Oct 15, 2005 19:00
So, there is this guy at work (Jay) that I think totally digs me. He had invited me to his place for a BBQ last Saturday, I was unable to go since Kevin and I got hockey tickets. He invited me to another (he has one every Saturday). Today he was scheduled off work so he sends this guy over, whom I have never meet, and he hands me a map to Jay's house for another BBQ. I thought it was kinda cute! I imagined Jay calling the unknown guy and convincing the guy to walk over to the girl that sits across him and give her a map to his place. It made me feel a little special that he went out of his way to make sure that I attended.
Now, here is where I get all confused and unsure of myself. I am dating Kevin and I really care and love him. I am not sure were this relationship is going though. I fear at times that I am possibly wasting my time with a man that wont be in my future. I hate to waste precious time and pass up on a possible cutie like Jay (or others). I have been dating Kevin again (remember this is our second go around) for almost 6 months. It has gotten more and more serious feeling over the last three months. We have yet to say I love you to each other. I would think that those words would have come from Kevin's mouth by now.

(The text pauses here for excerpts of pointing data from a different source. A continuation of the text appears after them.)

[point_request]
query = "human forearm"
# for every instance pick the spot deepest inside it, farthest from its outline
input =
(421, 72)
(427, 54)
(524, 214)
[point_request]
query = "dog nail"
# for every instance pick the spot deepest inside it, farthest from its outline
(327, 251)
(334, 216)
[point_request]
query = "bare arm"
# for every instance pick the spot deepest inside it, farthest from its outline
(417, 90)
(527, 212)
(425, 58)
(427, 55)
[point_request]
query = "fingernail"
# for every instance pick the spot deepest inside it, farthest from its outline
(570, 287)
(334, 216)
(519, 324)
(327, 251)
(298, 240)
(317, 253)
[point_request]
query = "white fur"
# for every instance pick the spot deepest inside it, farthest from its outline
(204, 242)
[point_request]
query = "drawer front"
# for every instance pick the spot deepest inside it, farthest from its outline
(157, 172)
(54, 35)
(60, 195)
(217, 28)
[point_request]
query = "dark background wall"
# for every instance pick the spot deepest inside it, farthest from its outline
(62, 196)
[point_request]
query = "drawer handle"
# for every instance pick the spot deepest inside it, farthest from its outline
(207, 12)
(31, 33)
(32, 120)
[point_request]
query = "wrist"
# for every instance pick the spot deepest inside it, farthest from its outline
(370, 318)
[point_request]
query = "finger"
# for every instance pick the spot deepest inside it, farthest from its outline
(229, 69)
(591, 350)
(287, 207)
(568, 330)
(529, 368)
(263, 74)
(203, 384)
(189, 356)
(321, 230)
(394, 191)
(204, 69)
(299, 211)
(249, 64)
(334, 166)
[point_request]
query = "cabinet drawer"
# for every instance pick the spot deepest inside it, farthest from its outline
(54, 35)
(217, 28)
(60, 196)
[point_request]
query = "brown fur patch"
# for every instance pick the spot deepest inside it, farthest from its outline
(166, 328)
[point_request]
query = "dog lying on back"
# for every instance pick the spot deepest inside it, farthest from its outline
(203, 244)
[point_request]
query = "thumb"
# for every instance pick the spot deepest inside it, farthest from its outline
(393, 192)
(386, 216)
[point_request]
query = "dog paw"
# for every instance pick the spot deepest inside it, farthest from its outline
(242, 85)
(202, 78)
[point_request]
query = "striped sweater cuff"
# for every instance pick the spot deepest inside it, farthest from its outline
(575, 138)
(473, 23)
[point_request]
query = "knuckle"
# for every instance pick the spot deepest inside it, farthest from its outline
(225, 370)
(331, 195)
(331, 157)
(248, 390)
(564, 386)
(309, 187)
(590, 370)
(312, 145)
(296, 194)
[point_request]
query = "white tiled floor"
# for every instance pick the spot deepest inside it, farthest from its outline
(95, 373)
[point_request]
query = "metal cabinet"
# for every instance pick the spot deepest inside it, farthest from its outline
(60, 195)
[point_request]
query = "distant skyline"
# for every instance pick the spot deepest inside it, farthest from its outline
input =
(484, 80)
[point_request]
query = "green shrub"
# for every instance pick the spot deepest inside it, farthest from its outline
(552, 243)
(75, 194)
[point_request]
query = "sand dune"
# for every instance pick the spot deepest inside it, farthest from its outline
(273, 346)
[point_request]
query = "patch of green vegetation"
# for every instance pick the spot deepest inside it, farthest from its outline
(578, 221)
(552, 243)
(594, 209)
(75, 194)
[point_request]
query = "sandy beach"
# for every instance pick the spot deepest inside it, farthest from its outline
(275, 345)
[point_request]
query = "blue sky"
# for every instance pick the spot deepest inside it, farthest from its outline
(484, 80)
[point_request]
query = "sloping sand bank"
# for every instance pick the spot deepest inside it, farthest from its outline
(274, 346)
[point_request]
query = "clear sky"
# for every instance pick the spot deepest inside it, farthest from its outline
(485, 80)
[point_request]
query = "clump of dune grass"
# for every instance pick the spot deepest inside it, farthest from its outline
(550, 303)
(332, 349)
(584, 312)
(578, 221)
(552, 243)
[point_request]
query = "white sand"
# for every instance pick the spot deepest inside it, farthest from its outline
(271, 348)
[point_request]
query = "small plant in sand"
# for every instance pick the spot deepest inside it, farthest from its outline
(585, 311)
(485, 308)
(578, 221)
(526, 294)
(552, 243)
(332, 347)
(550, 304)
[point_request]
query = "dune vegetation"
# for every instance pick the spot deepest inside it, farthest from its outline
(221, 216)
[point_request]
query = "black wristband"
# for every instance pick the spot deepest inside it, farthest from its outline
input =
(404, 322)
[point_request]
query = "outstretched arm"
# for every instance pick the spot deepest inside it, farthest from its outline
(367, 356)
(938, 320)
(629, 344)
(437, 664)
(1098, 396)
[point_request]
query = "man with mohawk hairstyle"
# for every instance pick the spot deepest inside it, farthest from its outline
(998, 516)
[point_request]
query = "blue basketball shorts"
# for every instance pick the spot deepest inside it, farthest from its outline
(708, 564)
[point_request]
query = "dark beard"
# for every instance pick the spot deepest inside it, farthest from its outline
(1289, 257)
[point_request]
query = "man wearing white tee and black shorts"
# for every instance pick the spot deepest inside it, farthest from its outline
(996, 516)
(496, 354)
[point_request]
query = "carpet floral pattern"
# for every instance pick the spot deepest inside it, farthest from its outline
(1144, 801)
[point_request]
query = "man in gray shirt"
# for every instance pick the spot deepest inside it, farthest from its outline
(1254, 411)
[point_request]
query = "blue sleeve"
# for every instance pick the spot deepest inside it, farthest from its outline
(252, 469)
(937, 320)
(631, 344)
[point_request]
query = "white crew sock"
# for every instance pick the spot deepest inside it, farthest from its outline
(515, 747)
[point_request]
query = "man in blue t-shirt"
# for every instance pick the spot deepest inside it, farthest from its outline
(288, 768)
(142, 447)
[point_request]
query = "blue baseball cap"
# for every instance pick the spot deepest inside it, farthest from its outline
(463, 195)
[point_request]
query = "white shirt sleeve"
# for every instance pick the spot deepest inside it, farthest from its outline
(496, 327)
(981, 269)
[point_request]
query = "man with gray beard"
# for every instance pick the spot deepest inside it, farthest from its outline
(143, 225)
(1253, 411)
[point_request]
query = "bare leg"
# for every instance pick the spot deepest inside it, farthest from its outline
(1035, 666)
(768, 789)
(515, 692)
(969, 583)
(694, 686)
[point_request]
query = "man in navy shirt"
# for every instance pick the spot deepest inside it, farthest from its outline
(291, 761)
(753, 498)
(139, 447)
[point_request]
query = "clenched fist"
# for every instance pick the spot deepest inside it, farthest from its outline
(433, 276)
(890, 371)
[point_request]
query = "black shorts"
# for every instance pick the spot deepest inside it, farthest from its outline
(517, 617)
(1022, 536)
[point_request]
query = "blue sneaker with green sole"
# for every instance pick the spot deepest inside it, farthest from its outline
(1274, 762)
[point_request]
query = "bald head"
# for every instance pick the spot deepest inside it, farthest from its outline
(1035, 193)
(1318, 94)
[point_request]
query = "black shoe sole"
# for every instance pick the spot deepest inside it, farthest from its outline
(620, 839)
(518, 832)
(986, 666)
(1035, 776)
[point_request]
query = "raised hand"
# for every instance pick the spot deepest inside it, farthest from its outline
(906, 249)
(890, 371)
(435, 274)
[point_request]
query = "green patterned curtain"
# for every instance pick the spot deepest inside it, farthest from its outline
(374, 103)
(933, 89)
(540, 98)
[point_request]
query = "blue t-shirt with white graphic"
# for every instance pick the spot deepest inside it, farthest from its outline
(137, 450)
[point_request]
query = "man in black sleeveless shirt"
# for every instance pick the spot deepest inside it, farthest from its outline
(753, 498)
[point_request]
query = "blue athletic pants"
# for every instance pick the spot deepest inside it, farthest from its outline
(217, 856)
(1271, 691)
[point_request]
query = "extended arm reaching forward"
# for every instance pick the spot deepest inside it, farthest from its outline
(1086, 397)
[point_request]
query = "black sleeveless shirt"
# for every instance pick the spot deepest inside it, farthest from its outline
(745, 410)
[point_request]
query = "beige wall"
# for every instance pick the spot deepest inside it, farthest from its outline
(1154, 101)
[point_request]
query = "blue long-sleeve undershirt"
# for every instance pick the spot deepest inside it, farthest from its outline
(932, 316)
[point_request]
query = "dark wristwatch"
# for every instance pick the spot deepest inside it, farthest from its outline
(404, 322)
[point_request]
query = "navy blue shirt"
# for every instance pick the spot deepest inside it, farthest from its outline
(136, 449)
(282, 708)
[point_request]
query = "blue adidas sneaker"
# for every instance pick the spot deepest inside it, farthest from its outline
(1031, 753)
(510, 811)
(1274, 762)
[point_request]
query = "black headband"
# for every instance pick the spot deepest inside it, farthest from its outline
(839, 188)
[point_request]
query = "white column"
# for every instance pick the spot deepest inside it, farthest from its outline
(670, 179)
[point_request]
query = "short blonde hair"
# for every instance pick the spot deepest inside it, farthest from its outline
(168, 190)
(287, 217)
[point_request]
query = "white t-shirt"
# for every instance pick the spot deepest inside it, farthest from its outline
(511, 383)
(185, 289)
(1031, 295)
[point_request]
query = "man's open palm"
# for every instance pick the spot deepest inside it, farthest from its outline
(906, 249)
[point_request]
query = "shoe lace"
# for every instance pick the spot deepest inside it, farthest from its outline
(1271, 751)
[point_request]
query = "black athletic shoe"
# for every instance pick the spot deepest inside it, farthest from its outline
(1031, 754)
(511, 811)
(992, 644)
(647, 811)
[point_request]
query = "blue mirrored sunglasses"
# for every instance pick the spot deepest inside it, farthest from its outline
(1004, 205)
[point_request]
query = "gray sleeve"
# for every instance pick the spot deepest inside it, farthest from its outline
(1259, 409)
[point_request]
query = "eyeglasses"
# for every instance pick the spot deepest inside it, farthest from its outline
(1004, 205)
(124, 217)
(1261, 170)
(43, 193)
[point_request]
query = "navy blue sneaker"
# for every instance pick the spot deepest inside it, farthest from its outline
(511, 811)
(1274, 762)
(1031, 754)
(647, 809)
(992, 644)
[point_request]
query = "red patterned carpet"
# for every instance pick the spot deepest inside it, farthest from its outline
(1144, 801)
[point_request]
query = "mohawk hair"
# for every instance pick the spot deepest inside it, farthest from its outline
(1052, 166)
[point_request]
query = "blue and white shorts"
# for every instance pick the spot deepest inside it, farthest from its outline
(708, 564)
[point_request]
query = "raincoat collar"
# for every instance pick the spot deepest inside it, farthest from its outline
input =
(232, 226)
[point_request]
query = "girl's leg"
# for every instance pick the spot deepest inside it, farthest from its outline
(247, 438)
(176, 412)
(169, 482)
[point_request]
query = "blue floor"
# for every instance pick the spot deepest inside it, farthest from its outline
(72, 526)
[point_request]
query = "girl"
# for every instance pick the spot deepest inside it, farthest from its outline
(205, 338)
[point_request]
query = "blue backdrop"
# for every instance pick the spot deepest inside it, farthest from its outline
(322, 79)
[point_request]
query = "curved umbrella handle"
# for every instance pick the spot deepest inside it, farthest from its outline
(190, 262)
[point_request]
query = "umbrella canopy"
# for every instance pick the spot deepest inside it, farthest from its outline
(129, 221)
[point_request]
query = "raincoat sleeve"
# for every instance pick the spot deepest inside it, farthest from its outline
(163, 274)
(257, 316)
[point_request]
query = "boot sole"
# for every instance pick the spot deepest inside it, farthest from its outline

I wont say them because he broke up with me and I feel that he should say them first. I would think that by now Kevin would know if he wants to stay and love the girl that he was with for 3 years (6 month break included).
I felt horribly bad about something that I sad to Jay also. He asked if I went to the hockey game last saturday with someone "special" (I think he was probing for a boyfriend). I responded by saying "yeah I went with my dad and brother". I told the truth but left out the "special" person...Kevin. I did not mention Kevin to Jay... Why did I do that? Do I feel the need to leave the Jay option open? I don't even know if Jay is interested in me in that way or just thinks that I am a cool person and would like to know me outside of work.
I have conversations with myself practicing what I want to say to Kevin. I want to bring up the topic of us and what we really are. I am not willing to sit around for the next two years and find that I am not good enough for him.
I am a person with needs and feelings and I really need to know the truth. Deep down though I don't want to know the truth because the truth might leave me lonely and afraid again.